Elime bir dest kendi kiyafetlerimi alıp yanına geldim. ''Kalk üstünü deyiş hasta olacaksın''dedim. Aslında ona kızacak bir nedenim kalmamıştı artık ama yine de gururuma yediremiyordum bunu. Yatakta dikelerek yorgun bakış attı bana ve ardından dudakları ''Ben yapamam sen yapsana''demek için oynadı. Bıkmış bir nefes bıraktıktan sonra ellerimi tişörtüne attım. Tek hamlede çıkardım üzerinden lacivert tişörtü. Vucudunun kasları ortaya serildi. Islak olan kasları beni neredeyse kendimden çıkarıyordu.
''Hadi giyin''diyerek elimdeki tişörtü düzelttim. Tek hamlede elimden tutarak aşağıda sabitledi. ''Bence giymeyeyim ya çok sıcak''dedi. Havanın dondurucu soğukluğunda?
''Ne saçmalıyorsun?''dedim ''Hava buz gibi hasta olacaksın giy şunu''diyerek diğer elimle uzalttım tişörtü ona. Bu sefer diğer kolumu da tutarak ''Bak hatta sen de çıkar çok iyi olur''dedi. Nihayet anlamıştım ne demeğe çalıştığını. Ama yine de mala yatarak ''Hayır soğuk ben üşürüm''deyip kalkmayı denedim. Bir hamlede vucudumu yatakla bir edip üzerime çıktı kollarımı hâlâ bırakmadan. ''Ben seni ısıtırım''dedi. Derince yutkundum.

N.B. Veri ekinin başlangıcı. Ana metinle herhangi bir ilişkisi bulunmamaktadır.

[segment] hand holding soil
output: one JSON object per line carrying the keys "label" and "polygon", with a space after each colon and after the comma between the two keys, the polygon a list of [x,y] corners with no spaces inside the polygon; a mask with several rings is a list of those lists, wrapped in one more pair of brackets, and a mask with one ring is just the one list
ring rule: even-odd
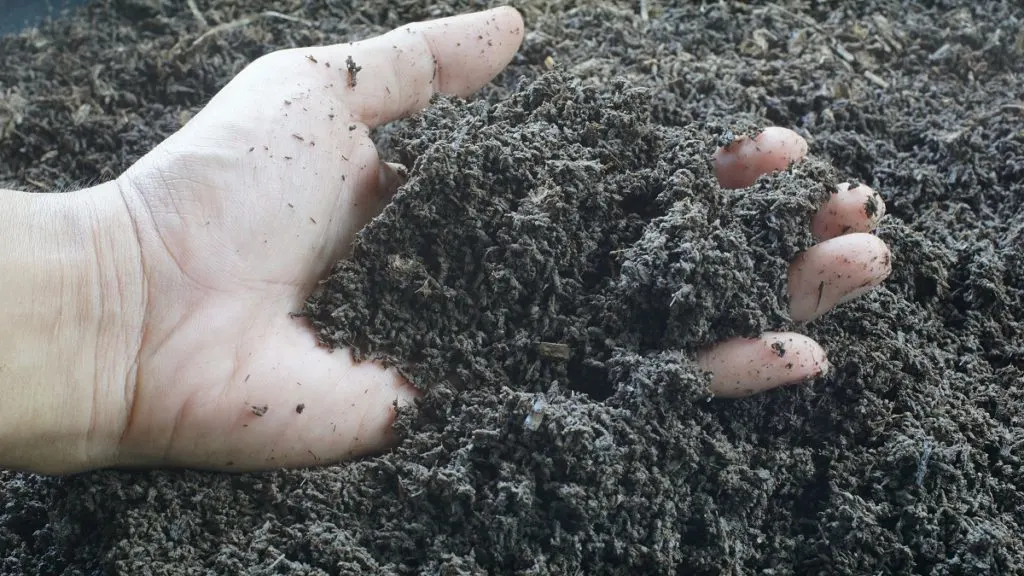
{"label": "hand holding soil", "polygon": [[[395,408],[419,392],[394,369],[319,345],[295,314],[402,181],[370,131],[423,109],[435,93],[472,94],[510,61],[522,34],[518,13],[504,9],[273,53],[132,166],[117,184],[142,270],[120,289],[141,291],[145,324],[127,398],[104,405],[107,416],[93,424],[98,442],[116,438],[116,446],[90,446],[100,456],[86,463],[44,467],[251,470],[391,445]],[[806,152],[797,134],[772,128],[726,145],[713,165],[724,188],[745,188]],[[820,244],[790,268],[794,320],[813,320],[885,279],[889,252],[870,234],[883,213],[866,186],[842,185],[825,203],[812,220]],[[698,362],[719,396],[828,368],[816,342],[789,332],[727,340]]]}

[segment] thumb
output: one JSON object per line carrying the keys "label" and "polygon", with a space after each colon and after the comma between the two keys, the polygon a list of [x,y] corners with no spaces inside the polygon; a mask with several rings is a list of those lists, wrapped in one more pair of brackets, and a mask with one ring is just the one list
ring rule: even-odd
{"label": "thumb", "polygon": [[325,60],[345,62],[336,89],[371,128],[422,110],[436,93],[468,97],[512,61],[525,35],[509,6],[410,24],[352,44],[324,46]]}

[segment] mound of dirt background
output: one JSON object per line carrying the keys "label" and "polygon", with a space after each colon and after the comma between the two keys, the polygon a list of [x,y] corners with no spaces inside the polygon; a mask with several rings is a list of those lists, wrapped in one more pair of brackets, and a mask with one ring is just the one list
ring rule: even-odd
{"label": "mound of dirt background", "polygon": [[[185,2],[101,1],[0,40],[0,186],[113,176],[267,50],[483,7],[196,4],[293,19],[196,43]],[[402,446],[0,473],[2,573],[1024,571],[1024,10],[513,4],[529,33],[479,101],[380,134],[413,178],[310,306],[430,387]],[[714,186],[719,139],[767,124],[835,170]],[[781,270],[837,179],[885,197],[891,279],[806,327],[827,378],[707,401],[689,354],[786,327]]]}

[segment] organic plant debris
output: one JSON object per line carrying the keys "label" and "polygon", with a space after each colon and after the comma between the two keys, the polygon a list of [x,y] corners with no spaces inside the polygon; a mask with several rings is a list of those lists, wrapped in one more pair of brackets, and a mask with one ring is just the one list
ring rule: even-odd
{"label": "organic plant debris", "polygon": [[[489,5],[194,4],[0,39],[0,187],[113,177],[272,49]],[[377,134],[409,182],[309,303],[427,391],[400,446],[0,472],[0,573],[1024,573],[1024,8],[513,4],[504,73]],[[710,154],[768,125],[811,158],[719,188]],[[786,262],[842,181],[883,195],[893,274],[793,326]],[[709,399],[694,350],[765,329],[831,372]]]}

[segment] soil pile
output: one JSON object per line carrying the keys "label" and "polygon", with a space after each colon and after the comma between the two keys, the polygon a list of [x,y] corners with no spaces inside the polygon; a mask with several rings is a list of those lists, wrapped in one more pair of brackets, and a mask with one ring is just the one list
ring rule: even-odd
{"label": "soil pile", "polygon": [[326,340],[427,388],[603,400],[604,363],[627,350],[690,356],[789,326],[786,270],[830,168],[723,191],[709,159],[726,129],[652,124],[649,90],[610,88],[551,74],[393,130],[411,179],[314,303]]}
{"label": "soil pile", "polygon": [[[0,571],[1024,571],[1024,10],[515,4],[530,33],[479,100],[379,135],[412,178],[310,304],[429,388],[401,447],[0,473]],[[478,7],[275,3],[292,19],[196,43],[184,2],[96,2],[0,40],[0,185],[116,174],[266,50]],[[719,139],[769,123],[820,160],[720,190]],[[837,179],[885,197],[892,278],[805,327],[827,378],[708,401],[690,354],[788,326],[785,262]]]}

Tuttuğu kollarımı bırakmadan dudaklarını dudaklarıma dayadı. Dudakları dudaklarıma hakim olub sert darbelerle öpmeye başladı. Ben aklımda olan tüm soruları çöpe atarak karşılık verdim ona. Dudaklarımda bir süre oyalandıktan sonra boynuma doğru gitti dudakları. Sıcak nefesi öpücükler eşliğinde vururken boynuma benim nefesim kesilmişti...
Söylediği gibi çok sıcaktı.😉
...
Yıllar sonra mutluluğu bulmuştuk sanırım. Ara ara kötü geçen günlerimiz de oldu kötü haberler duyduk. Mesela Ferit abinin hapse girdikten 2 hafta sonra intihar ettiği haberi geldi. Büyük hüzne gömülmüştük. Ama üzülmem mi gerekiyordu bilmiyordum. Bu yüzden ağlamadım bile.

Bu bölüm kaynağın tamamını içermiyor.